Elsa tenía los ojos cerrados pero no dormía, su expresión era vigilante. Esta vez el silencio fue más prolongado. Pensé que debería despertarla y terminar ya la sesión. Pero ella, sin ser interrogada, habló de nuevo:
—La playa está vacía y hace mucho frío. En la arena, junto a mí, hay láminas de hierro cubiertas de robín. Están agujereadas. Presiento algo horrible… Un dolor insoportable. No veo nada… Se me van todas las imágenes… Ahora llega Eduardo. Ha envejecido muchísimo. Su pelo, muy alborotado, se ha vuelto blanco, sus mejillas están muy afiladas, sus ojos se mueven inquietos de un lado a otro con una mirada desapacible. Es la locura. Ese es precisamente su aspecto: el de un loco. Apoya sus manos en la balaustrada blanca que tiene delante.
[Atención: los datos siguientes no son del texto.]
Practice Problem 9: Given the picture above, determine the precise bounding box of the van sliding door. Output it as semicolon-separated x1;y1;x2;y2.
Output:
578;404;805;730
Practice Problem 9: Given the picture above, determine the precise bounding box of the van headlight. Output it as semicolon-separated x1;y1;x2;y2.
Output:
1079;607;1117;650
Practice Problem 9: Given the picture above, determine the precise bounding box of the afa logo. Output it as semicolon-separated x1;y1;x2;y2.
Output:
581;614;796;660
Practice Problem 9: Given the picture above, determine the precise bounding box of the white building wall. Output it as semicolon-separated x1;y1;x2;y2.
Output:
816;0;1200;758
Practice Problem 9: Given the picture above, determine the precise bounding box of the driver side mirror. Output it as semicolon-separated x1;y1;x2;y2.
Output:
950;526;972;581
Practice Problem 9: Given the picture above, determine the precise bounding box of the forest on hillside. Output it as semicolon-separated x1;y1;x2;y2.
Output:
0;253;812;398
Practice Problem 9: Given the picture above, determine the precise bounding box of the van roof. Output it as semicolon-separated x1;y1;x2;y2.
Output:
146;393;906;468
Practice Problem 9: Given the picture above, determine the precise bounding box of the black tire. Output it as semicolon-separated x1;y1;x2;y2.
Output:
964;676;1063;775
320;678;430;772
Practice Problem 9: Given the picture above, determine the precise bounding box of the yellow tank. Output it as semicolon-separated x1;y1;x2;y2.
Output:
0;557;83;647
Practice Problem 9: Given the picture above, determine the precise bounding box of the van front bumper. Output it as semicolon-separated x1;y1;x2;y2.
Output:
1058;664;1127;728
Desde allí contempla una playa donde se ven restos desperdigados de barcos destrozados. Allí he muerto yo. Lo sé. Y por eso él contempla ese lugar cada día. Mi muerte ha sido horrible. Él lo sabe. Pero yo no puedo recordar nada. Solo tengo impresiones vagas y lejanas que me asustan.
Elsa hablaba en voz muy baja, casi imperceptible. Finalmente se agotaron sus visiones y se abandonó a una total laxitud. Esperé durante unos minutos antes de empezar a contar hasta el número diez. Cuando di una palmada, señal que la devolvería a este mundo, ella abrió los ojos y se quedó muy quieta mirando el fuego, sin interesarse por todas aquellas escenas que había ido nombrando, en voz alta y que yo, a petición suya, había escrito con detalle. Rechazó los folios que le tendía alegando que no necesitaba leer nada, pues recordaba con, precisión todo cuanto había visto. Me pidió con sequedad que la dejara sola. Se encontraba muy cansada y deseaba estar en silencio y dormir pronto. Me marché entonces dejándola prendida a unas imágenes que evidentemente estaba incorporando a su memoria como si fueran recuerdos muy profundos, como si constituyeran un pasado que le pertenecía.